Suite à l'échec de l'aventure Peugeot, un 80 à moteur Minarelli et à cadre double berceau est ajouté à la gamme en 1984. Portal repris par la société SECMA et toute la production passe au cadre double berceau tubulaire, perdant ainsi son identité. La gamme enduro se compose alors d'un 50 trail et d’un 80 à moteur Minarelli et de 125 et 250 à moteur Rotax. La gamme cross propose un 80 à moteur Minarelli et de 125 et 250 à moteur Rotax.

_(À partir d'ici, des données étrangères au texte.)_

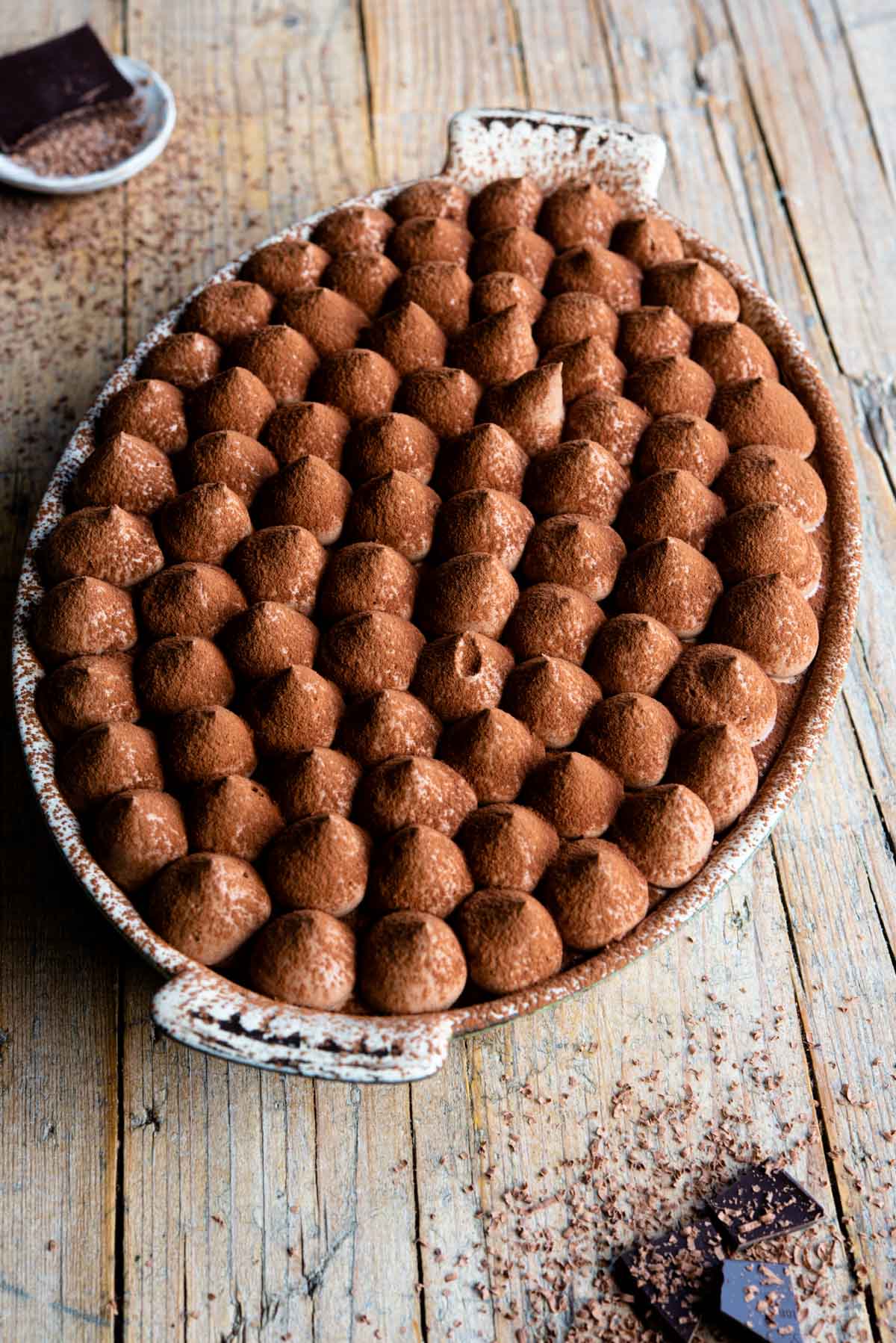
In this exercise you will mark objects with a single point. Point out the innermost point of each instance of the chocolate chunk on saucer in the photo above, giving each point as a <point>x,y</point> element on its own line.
<point>67,74</point>
<point>762,1203</point>
<point>756,1302</point>
<point>672,1279</point>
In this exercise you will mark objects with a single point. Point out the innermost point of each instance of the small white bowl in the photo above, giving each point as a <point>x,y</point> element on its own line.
<point>158,116</point>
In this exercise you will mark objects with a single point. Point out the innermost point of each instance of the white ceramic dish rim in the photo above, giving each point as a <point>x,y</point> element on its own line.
<point>158,104</point>
<point>205,1010</point>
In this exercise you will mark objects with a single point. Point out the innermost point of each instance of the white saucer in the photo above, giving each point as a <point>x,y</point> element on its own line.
<point>158,116</point>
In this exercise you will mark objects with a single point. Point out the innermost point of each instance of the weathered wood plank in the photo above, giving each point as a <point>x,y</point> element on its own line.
<point>58,1057</point>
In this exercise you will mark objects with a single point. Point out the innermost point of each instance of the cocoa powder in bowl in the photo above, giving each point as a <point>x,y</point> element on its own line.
<point>415,791</point>
<point>108,759</point>
<point>494,751</point>
<point>293,711</point>
<point>444,399</point>
<point>390,723</point>
<point>765,474</point>
<point>503,203</point>
<point>555,621</point>
<point>84,615</point>
<point>235,459</point>
<point>576,477</point>
<point>305,958</point>
<point>648,333</point>
<point>514,249</point>
<point>420,868</point>
<point>768,618</point>
<point>462,673</point>
<point>233,816</point>
<point>411,962</point>
<point>484,521</point>
<point>308,427</point>
<point>575,794</point>
<point>712,683</point>
<point>408,338</point>
<point>633,735</point>
<point>497,348</point>
<point>395,509</point>
<point>696,291</point>
<point>207,905</point>
<point>718,764</point>
<point>317,781</point>
<point>205,744</point>
<point>290,264</point>
<point>367,577</point>
<point>613,422</point>
<point>85,692</point>
<point>354,229</point>
<point>391,442</point>
<point>470,592</point>
<point>595,893</point>
<point>280,565</point>
<point>363,277</point>
<point>358,382</point>
<point>484,459</point>
<point>228,309</point>
<point>578,212</point>
<point>732,352</point>
<point>442,289</point>
<point>329,321</point>
<point>570,317</point>
<point>307,493</point>
<point>267,638</point>
<point>682,444</point>
<point>667,833</point>
<point>669,504</point>
<point>551,698</point>
<point>503,289</point>
<point>508,845</point>
<point>509,939</point>
<point>136,834</point>
<point>234,399</point>
<point>373,651</point>
<point>186,359</point>
<point>280,358</point>
<point>188,599</point>
<point>128,471</point>
<point>319,863</point>
<point>575,551</point>
<point>529,409</point>
<point>633,653</point>
<point>148,409</point>
<point>648,241</point>
<point>102,543</point>
<point>672,582</point>
<point>180,673</point>
<point>203,524</point>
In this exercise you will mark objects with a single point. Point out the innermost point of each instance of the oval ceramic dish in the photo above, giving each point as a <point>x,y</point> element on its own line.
<point>205,1010</point>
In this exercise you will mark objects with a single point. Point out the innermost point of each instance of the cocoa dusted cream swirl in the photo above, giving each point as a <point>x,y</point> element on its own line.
<point>426,599</point>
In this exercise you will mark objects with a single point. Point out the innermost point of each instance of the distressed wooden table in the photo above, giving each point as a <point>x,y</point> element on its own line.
<point>149,1193</point>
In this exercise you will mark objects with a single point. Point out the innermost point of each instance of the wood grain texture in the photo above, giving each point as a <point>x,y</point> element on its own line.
<point>257,1208</point>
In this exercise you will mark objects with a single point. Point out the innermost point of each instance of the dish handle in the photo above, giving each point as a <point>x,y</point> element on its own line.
<point>488,143</point>
<point>200,1010</point>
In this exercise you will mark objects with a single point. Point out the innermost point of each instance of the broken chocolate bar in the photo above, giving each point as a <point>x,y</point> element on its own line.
<point>756,1302</point>
<point>672,1277</point>
<point>67,74</point>
<point>762,1203</point>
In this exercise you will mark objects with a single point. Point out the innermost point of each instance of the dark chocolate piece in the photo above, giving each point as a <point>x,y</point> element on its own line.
<point>38,85</point>
<point>673,1277</point>
<point>762,1203</point>
<point>756,1302</point>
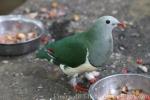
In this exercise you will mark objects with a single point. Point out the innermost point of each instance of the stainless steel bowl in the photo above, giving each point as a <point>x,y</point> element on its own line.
<point>113,84</point>
<point>18,23</point>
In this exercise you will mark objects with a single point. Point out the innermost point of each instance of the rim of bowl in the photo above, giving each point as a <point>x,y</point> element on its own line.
<point>24,19</point>
<point>130,74</point>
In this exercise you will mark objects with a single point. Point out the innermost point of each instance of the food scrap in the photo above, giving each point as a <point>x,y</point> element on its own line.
<point>12,38</point>
<point>126,94</point>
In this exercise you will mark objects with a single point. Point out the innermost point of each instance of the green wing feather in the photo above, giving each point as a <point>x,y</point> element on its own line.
<point>70,51</point>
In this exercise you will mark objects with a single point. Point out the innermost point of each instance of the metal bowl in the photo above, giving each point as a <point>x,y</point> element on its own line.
<point>114,83</point>
<point>18,23</point>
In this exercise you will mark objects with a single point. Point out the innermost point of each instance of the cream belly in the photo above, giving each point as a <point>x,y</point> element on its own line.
<point>80,69</point>
<point>85,67</point>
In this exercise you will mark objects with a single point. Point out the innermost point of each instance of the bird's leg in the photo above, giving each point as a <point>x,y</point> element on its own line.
<point>77,86</point>
<point>92,77</point>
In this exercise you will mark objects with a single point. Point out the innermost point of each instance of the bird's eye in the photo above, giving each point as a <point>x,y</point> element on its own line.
<point>107,21</point>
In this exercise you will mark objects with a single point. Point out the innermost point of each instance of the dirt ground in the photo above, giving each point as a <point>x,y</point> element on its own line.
<point>27,78</point>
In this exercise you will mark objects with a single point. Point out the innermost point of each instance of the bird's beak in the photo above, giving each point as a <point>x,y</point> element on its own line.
<point>121,25</point>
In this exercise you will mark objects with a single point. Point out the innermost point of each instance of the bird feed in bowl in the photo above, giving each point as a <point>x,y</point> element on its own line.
<point>126,94</point>
<point>13,38</point>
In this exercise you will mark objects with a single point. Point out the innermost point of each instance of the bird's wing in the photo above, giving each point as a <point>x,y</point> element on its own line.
<point>69,52</point>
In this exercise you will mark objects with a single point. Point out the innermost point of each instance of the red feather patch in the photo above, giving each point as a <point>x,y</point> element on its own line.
<point>50,50</point>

Le rideau de fin s'abaisse sur Portal dans le courant de l'année 1984. La marque sise à Reyniès, une quinzaine de kilomètres de Montauban aura produit moins de 2000 motos (dont 600 en 1977-78, 400 en 79, 300 en 80, 200 en 81, 150 en 82).
Gloire et chute …
Pour donner une idée de la taille de l'entreprise, le pic de production est atteint en 1978 avec environ 600 machines produites, tous modèles confondus, et une douzaine de personnes travaillent dans l'entreprise en comptant les frères Portal. Sur le plan sportif, 1978 est aussi l'année ou Portal intensifie son engagement en cross. Les succès s'enchaînent en 125 Inter avec Jean-Luc Fouchet et en 500 Inter avec Michel Combes jusqu'à la consécration avec le titre de champion de France de Jean-Michel Baron en 250 inter en 1980. Malheureusement, le début des années 80 voit l'arrivée en force des marques japonaises sur le marché du cross et les petits constructeurs vont disparaitre les uns après les autres. La chute de Portal sera amplifiée par sa malencontreuse association avec Peugeot en 1981 pour le développement d'un modèle enduro, la Peugeot-Portal 80 TXP. Peugeot finira par dénoncer le contrat en 1983 et les investissements consentis par Portal dans le cadre de cet accord lui seront fatals.